One of the dominating justifications that the right uses for its economic policies is that lowering taxes and regulations on society’s wealthiest members and big businesses will cause an explosion of wealth that will eventually “trickle down” to the vast majority of Americans. Yet while a record number of Americans are receiving some form of government assistance as unemployment remains high and the economy is in shambles, one group is doing very well: corporate America. The 2011 Fortune 500 list was unveiled today, surveying the growth and profits of the nation’s largest 500 corporations. It found that the profits of these companies “soared 81” percent over the past year, causing the editors of Fortune to say that “we’ve rarely seen such a stark gulf between the fortunes of the 500 and those of ordinary Americans”:
All told, the Fortune 500 generated nearly $10.8 trillion in total revenues last year, up 10.5%. Total profits soared 81%. But guess who didn’t benefit much from this giant wave of cash?

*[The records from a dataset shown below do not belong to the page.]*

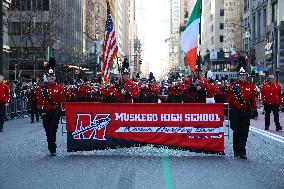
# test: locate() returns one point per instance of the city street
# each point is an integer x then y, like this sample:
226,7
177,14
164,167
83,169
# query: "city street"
25,163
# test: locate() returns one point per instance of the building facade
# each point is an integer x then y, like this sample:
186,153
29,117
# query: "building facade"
173,40
232,25
212,34
40,29
6,46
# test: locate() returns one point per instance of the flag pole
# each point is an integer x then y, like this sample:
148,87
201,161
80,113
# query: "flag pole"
199,56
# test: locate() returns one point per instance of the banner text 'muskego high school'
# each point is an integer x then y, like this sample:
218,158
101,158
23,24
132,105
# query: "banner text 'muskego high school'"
189,39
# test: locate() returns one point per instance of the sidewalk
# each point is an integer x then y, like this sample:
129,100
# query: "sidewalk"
260,123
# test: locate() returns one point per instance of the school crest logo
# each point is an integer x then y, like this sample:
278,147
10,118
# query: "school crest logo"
91,127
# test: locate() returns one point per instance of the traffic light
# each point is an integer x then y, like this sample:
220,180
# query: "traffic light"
52,63
242,61
125,64
253,56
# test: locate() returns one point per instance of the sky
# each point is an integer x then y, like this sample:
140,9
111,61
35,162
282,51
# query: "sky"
153,21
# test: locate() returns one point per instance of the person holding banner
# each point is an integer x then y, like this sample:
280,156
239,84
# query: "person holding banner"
50,98
271,98
4,101
129,90
241,98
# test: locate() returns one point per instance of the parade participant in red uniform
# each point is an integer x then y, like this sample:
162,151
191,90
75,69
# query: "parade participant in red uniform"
31,95
4,101
210,91
154,91
220,92
175,92
49,104
241,98
72,92
272,99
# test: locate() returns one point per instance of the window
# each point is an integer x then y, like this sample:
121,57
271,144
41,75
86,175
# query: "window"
264,21
45,5
221,38
274,12
98,10
221,12
221,25
258,25
253,27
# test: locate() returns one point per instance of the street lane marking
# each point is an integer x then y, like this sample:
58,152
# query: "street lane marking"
272,134
166,168
264,133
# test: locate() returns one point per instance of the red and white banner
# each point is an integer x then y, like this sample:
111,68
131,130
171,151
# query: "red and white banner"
93,126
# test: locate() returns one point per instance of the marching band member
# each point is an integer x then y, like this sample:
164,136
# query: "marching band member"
50,98
241,98
272,99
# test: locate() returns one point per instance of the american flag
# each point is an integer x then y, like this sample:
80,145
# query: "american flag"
109,48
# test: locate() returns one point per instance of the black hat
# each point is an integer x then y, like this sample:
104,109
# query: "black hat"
198,68
125,71
242,71
50,72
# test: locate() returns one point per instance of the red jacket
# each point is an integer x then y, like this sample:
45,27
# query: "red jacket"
271,93
132,89
4,93
56,94
248,93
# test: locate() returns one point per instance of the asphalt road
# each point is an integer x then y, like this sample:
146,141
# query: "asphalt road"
25,163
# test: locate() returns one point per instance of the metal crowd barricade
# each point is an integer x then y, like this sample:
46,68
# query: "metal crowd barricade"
227,119
18,108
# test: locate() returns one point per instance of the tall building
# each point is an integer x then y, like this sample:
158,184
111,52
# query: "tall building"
212,34
173,41
262,39
40,29
254,35
121,19
135,47
232,25
6,46
94,19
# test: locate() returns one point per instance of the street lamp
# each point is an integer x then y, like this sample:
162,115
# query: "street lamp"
94,55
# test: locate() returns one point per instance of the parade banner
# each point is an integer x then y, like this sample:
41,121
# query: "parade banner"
92,126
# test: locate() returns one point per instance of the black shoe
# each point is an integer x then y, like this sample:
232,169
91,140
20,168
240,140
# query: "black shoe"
243,156
236,154
52,154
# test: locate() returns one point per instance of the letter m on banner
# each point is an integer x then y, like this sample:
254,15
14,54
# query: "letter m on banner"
91,128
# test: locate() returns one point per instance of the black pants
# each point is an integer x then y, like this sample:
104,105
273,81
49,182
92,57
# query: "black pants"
34,112
240,122
275,109
50,124
2,115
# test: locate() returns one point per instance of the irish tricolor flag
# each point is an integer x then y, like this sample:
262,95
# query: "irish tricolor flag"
189,39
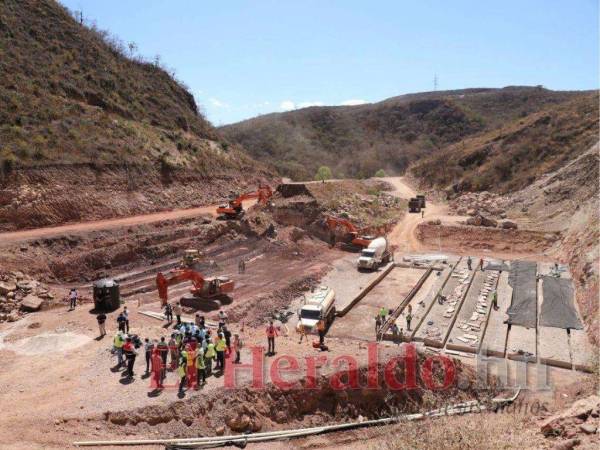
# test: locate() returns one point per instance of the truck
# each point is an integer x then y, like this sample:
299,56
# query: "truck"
320,305
414,205
375,255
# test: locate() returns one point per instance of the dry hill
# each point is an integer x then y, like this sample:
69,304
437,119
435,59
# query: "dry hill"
80,121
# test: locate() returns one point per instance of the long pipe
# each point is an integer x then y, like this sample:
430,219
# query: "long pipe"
458,408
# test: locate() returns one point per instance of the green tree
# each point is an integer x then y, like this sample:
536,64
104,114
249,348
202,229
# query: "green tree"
324,173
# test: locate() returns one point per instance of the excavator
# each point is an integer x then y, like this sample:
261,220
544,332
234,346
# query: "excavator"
353,235
235,210
204,288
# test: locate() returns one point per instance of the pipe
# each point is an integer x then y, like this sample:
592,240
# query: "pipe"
212,441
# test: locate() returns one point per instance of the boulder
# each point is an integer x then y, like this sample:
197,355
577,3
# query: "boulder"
6,287
31,303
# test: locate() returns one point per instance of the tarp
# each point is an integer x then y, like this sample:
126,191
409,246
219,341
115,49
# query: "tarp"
523,280
558,309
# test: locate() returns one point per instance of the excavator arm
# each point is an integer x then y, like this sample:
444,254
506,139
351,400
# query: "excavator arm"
163,282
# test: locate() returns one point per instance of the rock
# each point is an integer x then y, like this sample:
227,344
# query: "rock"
588,428
31,303
7,287
566,445
475,221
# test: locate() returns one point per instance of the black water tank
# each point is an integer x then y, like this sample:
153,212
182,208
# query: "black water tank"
106,295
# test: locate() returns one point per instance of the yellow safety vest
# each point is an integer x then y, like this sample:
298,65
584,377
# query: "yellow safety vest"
221,345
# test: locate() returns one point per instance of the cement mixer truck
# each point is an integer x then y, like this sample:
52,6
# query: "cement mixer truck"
375,255
319,305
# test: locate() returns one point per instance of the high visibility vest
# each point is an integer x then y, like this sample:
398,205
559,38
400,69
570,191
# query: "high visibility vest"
118,341
221,345
210,351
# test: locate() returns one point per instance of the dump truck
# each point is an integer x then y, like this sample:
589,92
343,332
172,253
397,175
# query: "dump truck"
375,255
319,305
414,205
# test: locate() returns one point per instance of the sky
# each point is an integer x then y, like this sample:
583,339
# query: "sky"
243,58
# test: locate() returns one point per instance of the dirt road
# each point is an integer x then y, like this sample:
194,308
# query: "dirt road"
37,233
403,234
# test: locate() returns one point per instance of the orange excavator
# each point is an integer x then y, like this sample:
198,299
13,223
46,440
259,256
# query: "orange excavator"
235,210
203,287
353,235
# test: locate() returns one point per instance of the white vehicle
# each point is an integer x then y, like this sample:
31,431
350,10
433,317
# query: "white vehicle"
320,305
375,255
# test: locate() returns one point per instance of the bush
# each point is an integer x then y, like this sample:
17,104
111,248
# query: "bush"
324,173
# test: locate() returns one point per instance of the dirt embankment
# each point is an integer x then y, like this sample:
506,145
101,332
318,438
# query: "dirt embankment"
53,195
309,402
462,237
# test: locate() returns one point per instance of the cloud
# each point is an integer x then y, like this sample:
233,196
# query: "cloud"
287,105
353,102
217,103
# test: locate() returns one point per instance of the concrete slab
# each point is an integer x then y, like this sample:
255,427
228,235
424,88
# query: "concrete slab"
424,298
438,322
494,339
359,321
553,343
583,355
472,318
347,281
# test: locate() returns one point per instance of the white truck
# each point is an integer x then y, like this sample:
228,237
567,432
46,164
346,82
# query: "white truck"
375,255
320,305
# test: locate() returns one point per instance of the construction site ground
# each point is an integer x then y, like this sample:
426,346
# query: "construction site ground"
61,381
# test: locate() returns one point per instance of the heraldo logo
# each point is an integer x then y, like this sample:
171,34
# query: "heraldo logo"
398,373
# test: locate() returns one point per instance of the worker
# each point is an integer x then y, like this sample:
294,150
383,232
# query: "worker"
200,369
383,312
126,315
163,351
191,366
237,347
121,322
227,336
130,355
177,312
118,343
181,371
321,331
271,333
395,333
209,355
101,318
169,313
174,349
148,349
222,318
220,347
72,299
157,368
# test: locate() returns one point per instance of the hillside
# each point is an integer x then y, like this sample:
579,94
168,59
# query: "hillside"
81,122
356,141
514,155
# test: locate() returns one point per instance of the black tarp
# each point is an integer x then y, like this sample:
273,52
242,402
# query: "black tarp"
558,309
523,280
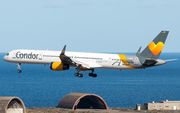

Millions of U.S. workers stuck mired in a stagnant job market. […] Nevertheless, we’ve rarely seen such a stark gulf between the fortunes of the 500 and those of ordinary Americans.
At the same time, corporate tax revenue as a percentage of GDP is lower than it has been in years, meaning that not only is the wealth not trickling down, but that these big firms are also becoming less and less likely to pay their fair share.